WARNING: This is a post from my high school blog. I cannot vouch for its quality but I wanted to give people an idea of how my writing has developed over the years. Yes, I’m padding my site.
Dir. Ben Stiller
Wr. Helen Childress
Prod. Danny DeVito, Michael Shamberg
Str. Winona Ryder, Ethan Hawke, Ben Stiller
The poster for this movie, as you can see above, markets itself with three key words- “Comedy,” “love,” and “the 90’s.” Only one of those terms sufficiently describes this movie.
It’s the 90’s.
What’s intrinsically funny about that is the fact that one of the few things this movie does right is critique the popular culture of the 90’s themselves, while also being a a clear part of it. There’s Ethan Hawke with his bad boy locks and mustache. We have a stammering, awkward Ben Stiller on screen, and sitting in the director’s chair for the first time. The movie exudes the time period, which is totally fine, but we need to focus now on those other two words: “comedy,” and “love.”
I’m all for toned down comedy in place of other flavors and tones, but let’s be honest – this movie just isn’t particularly comedic. Don’t get me wrong, there are a lot of healthy chuckle moments, but they don’t leave a lasting impression. The one truly funny moment I can remember is when we first meet Ben Stiller, and he has a sculpted bust thing of Dr. Zeus from Planet of the Apes, which proceeds to get smashed by Winona Ryder. Even then, physical comedy is great but when you have a comedic talent like Stiller both acting and directing, you expect more.
So the movie sacrifices laughs for what it would like to think is a serious story. And it is a serious story, as Ryder’s character goes around taping her and her friends lives to make a documentary about people their age. This is a compelling concept, and it is used in cool ways by Stiller, as we see sections of that documentary through grainy video footage spliced into the rest of the movie. It’s fun to see the characters trying to explain themselves. The problem is, there doesn’t seem to be much of a conflict other than “Which boy do I choose?” It’s framed around a troublesome time in the characters’ lives as they try to find meaning and purpose, but unfortunately those issues seem to fall to the wayside in favor of a Stiller vs. Hawke cockfight.
It’s for this fault that my favorite moment in the movie is when the “finding your purpose” story and the “lovey love” story actually intertwine in an interesting way. Stiller’s character is a ladder-climber in the entertainment industry, while Hawke is a deadbeat guitarist-singer with too much time on his hands. The two both want to be with Ryder’s character. The moment occurs when Ryder runs away from the two of them, and they both have a fight/discussion about literally her fate and the nature of each of their relationships to her. It’s a poignant scene that makes neither of them the bad guy, and makes Hawke’s character grow in particular.

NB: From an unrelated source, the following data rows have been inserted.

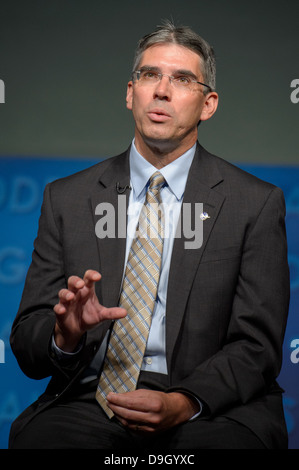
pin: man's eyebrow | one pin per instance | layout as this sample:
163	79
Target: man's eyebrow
189	73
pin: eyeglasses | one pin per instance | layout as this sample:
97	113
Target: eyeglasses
151	77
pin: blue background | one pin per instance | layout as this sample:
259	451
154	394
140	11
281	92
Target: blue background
22	181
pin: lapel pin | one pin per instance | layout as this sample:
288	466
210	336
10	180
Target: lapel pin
204	216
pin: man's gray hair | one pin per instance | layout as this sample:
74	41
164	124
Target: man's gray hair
183	36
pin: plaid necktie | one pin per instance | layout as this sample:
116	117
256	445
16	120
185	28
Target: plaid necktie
129	335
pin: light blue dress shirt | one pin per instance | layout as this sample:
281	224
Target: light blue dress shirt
175	175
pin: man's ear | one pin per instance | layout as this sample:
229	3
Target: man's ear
129	98
210	106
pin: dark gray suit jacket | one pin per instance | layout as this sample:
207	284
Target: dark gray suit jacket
227	301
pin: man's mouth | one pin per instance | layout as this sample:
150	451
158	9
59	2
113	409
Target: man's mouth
158	115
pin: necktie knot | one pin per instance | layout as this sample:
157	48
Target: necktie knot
156	181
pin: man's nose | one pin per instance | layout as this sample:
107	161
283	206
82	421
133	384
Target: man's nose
163	88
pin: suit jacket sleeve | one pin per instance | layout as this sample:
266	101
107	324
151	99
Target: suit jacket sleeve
250	358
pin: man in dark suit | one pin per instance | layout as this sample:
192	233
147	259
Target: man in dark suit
208	373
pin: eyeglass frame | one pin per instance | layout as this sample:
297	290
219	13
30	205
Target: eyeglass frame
161	75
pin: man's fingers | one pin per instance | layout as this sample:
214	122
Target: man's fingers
90	277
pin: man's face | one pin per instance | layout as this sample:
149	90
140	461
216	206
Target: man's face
165	115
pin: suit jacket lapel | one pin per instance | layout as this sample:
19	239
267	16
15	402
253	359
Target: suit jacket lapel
203	177
108	203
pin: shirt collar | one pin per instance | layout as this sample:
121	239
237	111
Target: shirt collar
175	173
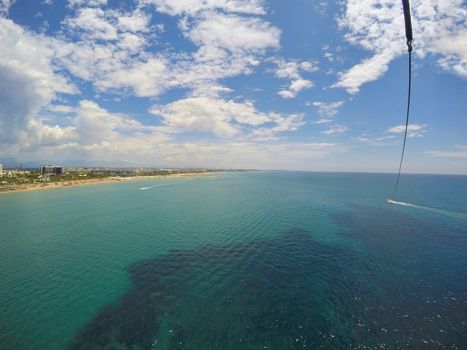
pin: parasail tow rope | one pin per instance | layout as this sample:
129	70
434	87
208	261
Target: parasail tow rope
408	35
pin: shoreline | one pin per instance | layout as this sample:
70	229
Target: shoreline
104	181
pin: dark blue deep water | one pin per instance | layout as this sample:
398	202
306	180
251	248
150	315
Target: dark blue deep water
273	260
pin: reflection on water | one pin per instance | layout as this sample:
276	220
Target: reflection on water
294	292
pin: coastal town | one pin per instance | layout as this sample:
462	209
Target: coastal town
19	179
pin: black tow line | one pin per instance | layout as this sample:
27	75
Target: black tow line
408	35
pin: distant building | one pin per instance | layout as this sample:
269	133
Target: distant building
51	170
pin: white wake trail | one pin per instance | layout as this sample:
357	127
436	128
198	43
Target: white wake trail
434	210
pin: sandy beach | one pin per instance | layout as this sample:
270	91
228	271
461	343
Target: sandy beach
108	180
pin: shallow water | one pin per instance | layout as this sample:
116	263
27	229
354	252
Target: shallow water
271	260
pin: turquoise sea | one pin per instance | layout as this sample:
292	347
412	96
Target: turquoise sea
247	260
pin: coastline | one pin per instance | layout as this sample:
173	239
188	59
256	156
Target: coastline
104	181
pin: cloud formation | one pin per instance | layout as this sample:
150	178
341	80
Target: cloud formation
377	26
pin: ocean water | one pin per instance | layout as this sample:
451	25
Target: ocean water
260	260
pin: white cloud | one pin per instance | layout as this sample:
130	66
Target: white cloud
223	118
461	152
413	130
193	7
378	26
28	79
292	70
60	109
334	130
328	109
78	3
234	33
5	6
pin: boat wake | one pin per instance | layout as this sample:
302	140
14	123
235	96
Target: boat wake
434	210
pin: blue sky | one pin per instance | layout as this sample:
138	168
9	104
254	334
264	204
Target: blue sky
297	85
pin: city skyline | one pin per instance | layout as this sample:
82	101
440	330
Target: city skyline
308	85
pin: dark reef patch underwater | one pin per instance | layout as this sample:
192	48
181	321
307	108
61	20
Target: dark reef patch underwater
294	292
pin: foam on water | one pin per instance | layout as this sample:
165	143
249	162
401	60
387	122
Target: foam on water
434	210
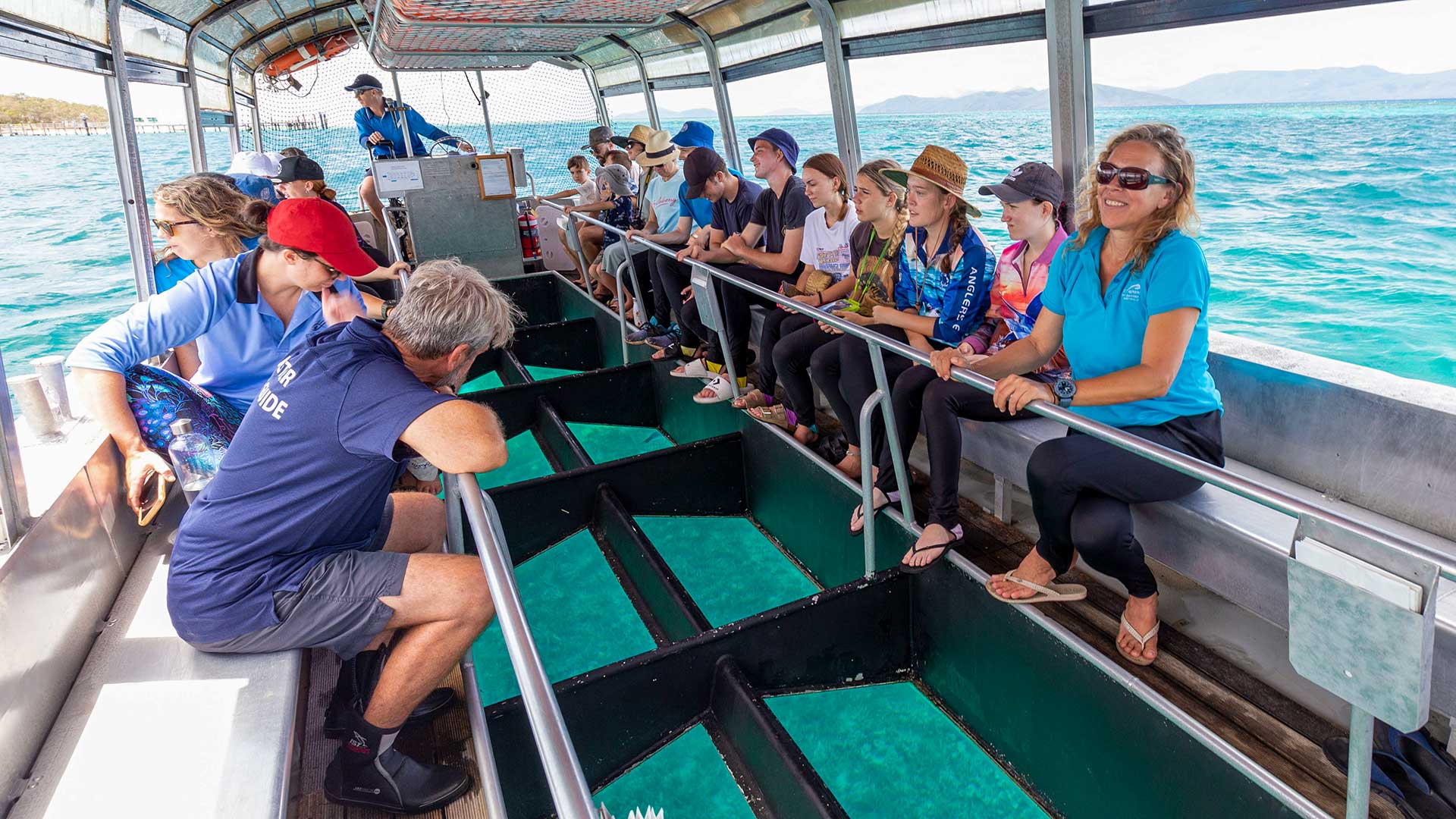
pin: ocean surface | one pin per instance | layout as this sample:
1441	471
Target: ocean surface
1329	229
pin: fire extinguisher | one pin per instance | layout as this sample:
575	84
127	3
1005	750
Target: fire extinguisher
530	235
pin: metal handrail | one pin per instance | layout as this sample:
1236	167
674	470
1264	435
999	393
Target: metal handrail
564	776
1215	475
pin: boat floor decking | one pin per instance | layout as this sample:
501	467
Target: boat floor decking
446	741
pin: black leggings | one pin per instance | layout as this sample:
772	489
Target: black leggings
849	378
1081	490
777	325
792	357
921	395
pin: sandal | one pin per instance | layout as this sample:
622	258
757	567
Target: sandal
1049	594
957	537
753	400
1142	642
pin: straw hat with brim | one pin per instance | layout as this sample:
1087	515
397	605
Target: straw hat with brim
943	169
637	134
658	150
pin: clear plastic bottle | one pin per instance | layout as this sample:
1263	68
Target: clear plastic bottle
193	457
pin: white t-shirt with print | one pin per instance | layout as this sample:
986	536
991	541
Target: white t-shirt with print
827	248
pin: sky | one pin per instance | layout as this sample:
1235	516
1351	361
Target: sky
1407	37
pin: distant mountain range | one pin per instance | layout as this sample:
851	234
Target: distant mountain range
1234	88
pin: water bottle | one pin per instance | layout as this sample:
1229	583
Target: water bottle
193	457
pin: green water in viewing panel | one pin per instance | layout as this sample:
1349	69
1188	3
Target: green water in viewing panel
579	614
610	442
686	779
889	752
492	379
727	564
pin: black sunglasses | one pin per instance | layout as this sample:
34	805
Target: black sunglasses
169	228
1130	178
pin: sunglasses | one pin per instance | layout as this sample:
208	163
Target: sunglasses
1130	178
169	228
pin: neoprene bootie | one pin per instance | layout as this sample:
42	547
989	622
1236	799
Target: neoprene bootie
367	771
357	679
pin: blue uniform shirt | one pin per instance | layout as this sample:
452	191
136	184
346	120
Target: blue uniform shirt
366	123
1103	333
175	270
239	338
306	477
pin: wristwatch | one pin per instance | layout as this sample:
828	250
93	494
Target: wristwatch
1065	390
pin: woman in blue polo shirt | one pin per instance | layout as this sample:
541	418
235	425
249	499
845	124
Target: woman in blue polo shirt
243	314
1128	297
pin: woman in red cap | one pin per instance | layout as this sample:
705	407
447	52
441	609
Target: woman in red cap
245	314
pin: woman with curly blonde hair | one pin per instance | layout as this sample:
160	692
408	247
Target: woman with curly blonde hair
1128	297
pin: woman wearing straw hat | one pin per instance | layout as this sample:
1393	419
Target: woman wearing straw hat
941	293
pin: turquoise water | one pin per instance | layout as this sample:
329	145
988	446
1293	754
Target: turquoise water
1329	228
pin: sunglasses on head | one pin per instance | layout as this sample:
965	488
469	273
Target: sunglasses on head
1130	178
169	228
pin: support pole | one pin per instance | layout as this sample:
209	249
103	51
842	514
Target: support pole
1071	80
715	74
840	93
485	110
128	162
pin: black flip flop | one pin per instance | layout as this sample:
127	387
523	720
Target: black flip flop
946	548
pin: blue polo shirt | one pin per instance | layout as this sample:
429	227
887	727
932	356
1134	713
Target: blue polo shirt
366	124
699	209
175	268
306	477
239	337
1103	333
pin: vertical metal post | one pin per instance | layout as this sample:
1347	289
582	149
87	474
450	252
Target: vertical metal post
715	74
128	162
647	85
877	360
15	503
1069	74
485	110
840	93
402	115
1357	781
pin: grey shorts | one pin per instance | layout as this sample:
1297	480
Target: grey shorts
337	604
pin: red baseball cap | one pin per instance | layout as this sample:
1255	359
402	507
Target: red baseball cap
319	228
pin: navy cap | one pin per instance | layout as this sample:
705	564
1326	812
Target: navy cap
693	134
363	82
781	139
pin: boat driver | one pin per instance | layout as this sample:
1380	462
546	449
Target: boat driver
299	544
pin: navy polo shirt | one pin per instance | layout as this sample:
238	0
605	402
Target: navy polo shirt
1103	331
306	477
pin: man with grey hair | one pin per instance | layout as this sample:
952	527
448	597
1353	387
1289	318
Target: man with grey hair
299	544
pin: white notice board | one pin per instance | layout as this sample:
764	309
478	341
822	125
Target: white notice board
495	177
397	177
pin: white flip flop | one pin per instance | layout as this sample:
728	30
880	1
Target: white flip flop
1049	594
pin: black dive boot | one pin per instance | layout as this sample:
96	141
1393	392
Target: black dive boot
357	678
367	771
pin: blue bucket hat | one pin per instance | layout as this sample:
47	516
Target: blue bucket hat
781	139
693	134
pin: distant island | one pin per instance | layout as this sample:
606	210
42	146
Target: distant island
1234	88
18	108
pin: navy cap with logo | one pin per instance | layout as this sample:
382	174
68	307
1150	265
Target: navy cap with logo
1028	181
698	168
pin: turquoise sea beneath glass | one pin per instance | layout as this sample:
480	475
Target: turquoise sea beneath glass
1329	229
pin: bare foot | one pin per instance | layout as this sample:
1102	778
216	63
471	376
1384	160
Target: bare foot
925	548
1033	569
1142	613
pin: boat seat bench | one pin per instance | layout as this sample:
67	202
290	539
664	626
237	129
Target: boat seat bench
1234	547
155	727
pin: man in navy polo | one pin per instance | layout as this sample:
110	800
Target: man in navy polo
297	541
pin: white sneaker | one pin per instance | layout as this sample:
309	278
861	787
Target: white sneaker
721	391
695	369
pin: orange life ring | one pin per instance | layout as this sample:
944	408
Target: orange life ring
309	55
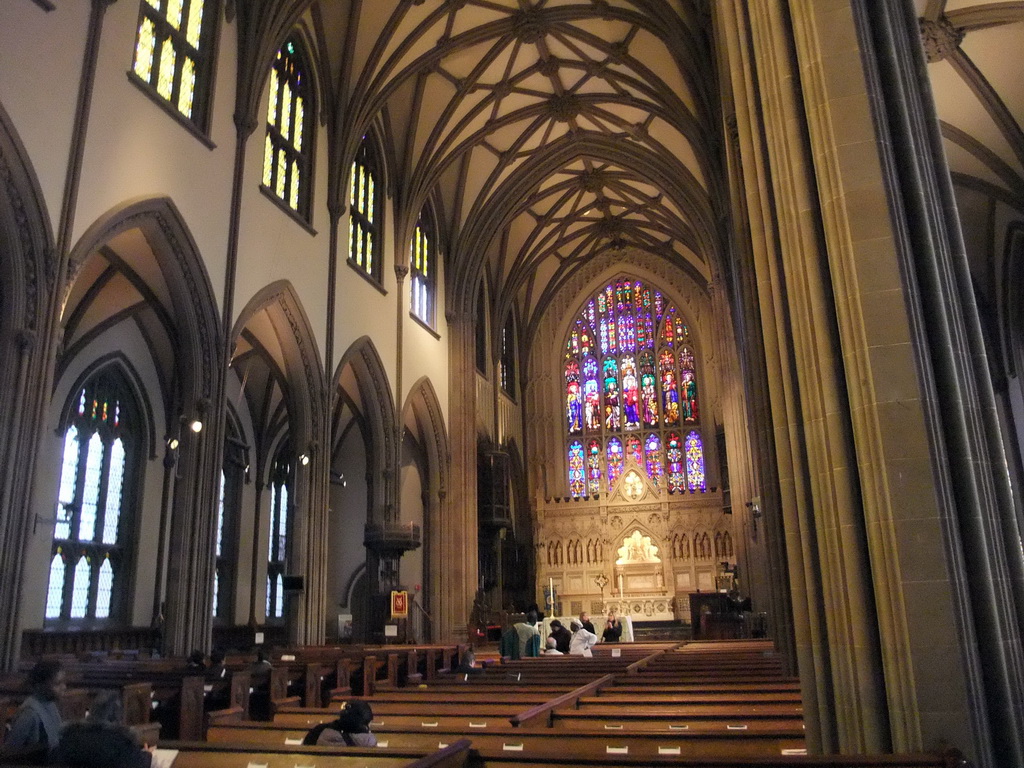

She ends up with Ethan Hawke. It’s not too surprising for the most of the movie, except in the midst of the aforementioned scene, when you question who is the best for Ryder’s character. Which brings me to my last bit of analysis: Winona Ryder.
I’ve been talking a lot about the men in this movie without really discusing the protagonist, Lelaina. Ryder goes back and forth in making Lelaina both a likeable, sympathetic person with an outright insane person. Some of the things she does, like the ways she quits her job and pays her telephone bill, seem to be extreme and not realistic in an otherwise pretty straight movie. I like this dimension added to a character, but it also doesn’t have to be so extreme. The best moments with Ryder are when we see her interact with her friends and family. The opening dinner scene with her parents and step parents shines in particular, as we see her struggle to be a relevant member of society while also crumbling under the weight of her parents’ baggage.
I also want to revisit Ethan Hawke. In Reality Bites he bears the face of a Backstreet Boy, ready to receive my fist. He looks so obnoxious. And I hate the way he kisses. It’s like watching a Burger King commercial.
I can only recommend Reality Bites if you want to see some good actors bounce off each other well, or if you want to see Ben Stiller in his first directing role. But I would recommend even more his next movie, The Cable Guy, with Jim Carrey and Matthew Broderick. It’s a tighter movie, and more satirical, which is Stiller’s strongsuit.
Thank you for reading this wishy-washy analysis of Reality Bites.